How much effort workers think it takes to behave honestly in the workplace could have a big impact on whether they take dishonest actions, according to research published in the Journal of Applied Psychology.
Lead author Julia Lee of the Ross School of Business said the research was inspired by the prevalence and high cost of employee fraud. Estimates put the cost at up to $3.7 trillion worldwide of dishonest behavior by employees.
"There is so much research on whether morality or doing the right thing is driven by deliberation or moral intuition," said Lee, assistant professor of management and organizations.
"The link to what real people think about this was missing in the research. When you see a kid drowning, most people jump in without thinking. For others it might require a lot of mental calculation to do the right thing."

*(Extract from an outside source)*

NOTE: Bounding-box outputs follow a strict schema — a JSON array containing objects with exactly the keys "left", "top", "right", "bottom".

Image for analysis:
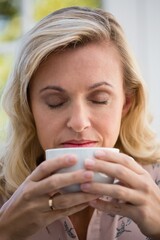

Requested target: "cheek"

Lee said she found that previous research on the topic of honesty and effort didn't probe the theories individuals held about the subject, and that seemed a crucial part of understanding why people behave dishonestly.
"In today’s world truth really matters," she said. "Your implicit belief about whether honesty requires effort or not might construct how you think about reality."

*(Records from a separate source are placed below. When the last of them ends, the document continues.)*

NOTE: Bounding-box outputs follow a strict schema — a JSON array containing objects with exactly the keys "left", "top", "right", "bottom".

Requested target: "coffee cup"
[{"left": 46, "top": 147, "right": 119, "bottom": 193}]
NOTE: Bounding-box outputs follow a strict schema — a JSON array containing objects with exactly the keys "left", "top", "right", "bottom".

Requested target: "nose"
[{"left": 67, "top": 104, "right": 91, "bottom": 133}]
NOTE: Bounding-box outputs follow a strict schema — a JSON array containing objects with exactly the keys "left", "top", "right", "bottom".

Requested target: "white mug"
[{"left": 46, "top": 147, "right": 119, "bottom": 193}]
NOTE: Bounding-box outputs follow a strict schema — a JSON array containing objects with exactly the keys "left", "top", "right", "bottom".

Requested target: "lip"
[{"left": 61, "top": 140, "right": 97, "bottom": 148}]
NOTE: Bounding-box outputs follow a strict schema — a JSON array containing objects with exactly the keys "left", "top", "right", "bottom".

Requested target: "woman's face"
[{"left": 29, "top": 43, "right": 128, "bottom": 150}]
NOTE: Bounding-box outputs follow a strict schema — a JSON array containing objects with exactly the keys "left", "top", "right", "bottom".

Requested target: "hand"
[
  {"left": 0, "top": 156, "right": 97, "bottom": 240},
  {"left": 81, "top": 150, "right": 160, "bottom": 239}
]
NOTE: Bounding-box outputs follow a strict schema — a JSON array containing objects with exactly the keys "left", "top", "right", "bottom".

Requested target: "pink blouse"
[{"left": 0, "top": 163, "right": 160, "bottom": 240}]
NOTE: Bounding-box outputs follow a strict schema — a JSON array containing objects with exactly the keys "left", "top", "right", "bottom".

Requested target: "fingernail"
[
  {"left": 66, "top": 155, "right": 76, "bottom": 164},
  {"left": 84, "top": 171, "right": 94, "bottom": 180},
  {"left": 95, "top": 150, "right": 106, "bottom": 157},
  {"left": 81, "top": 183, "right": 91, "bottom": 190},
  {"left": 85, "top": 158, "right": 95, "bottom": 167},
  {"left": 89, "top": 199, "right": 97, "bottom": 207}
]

Lee and her co-authors Madeline Ong of Hong Kong University of Science and Technology, Bidhan Parmar of the University of Virginia and Elinor Amit of Brown University and Tel Aviv University, conducted three studies to measure whether thinking honesty takes effort could predict subsequent dishonest behavior because it helps people justify their behaviors.

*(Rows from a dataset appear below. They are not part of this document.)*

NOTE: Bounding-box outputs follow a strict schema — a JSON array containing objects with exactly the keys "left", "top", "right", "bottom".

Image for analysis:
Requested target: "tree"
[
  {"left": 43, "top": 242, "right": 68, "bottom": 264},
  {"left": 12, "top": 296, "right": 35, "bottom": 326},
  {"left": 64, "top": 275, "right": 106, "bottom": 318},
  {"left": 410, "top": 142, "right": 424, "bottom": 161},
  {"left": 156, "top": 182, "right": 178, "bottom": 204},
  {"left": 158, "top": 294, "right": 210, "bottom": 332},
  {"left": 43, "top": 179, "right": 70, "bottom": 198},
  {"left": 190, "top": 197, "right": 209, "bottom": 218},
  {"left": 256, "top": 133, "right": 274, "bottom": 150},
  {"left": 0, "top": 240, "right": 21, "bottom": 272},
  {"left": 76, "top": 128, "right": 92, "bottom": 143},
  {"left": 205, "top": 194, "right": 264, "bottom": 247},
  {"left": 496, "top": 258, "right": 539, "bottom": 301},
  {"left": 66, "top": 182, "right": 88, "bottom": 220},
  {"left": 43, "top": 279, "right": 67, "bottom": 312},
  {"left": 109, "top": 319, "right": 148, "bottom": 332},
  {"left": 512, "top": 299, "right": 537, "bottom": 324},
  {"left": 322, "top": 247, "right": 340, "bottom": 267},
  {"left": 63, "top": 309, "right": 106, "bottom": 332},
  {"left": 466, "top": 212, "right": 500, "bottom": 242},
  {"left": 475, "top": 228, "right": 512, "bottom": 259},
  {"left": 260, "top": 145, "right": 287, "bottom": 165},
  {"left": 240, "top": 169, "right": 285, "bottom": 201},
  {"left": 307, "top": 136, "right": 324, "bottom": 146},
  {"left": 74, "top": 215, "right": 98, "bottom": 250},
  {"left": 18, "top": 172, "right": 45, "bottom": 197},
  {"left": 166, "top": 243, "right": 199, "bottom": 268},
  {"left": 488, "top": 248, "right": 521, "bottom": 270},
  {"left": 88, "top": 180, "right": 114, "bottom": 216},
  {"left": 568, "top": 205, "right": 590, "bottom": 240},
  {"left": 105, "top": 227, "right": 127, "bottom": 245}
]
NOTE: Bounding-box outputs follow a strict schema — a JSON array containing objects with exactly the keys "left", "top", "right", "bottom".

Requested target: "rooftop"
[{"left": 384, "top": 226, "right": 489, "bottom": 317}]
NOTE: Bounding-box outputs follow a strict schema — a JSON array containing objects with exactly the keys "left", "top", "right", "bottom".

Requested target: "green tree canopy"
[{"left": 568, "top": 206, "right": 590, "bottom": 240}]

In the first study, they found that the more an individual associated honesty with effort, the more likely they were to be dishonest. In the second, the researchers demonstrated that believing honesty is effortful increased dishonesty compared with believing honesty is effortless. And the third study explored how the theories interacted with the strength of situations at hand.
The results showed that the theory that being honest requires effort increased dishonesty only when the situation didn't present a strong temptation to cheat. But when the temptation to be dishonest was strong, the theory provided justification to cheat.
Lee said the research also made her ponder how ethics is taught in business school. Some of the exercises give students an impossible choice such as "save your spouse or kill the company."
"You give students an excuse," she said. "When you think a decision is effortful and therefore costly, you can use that as a justification to do the wrong thing."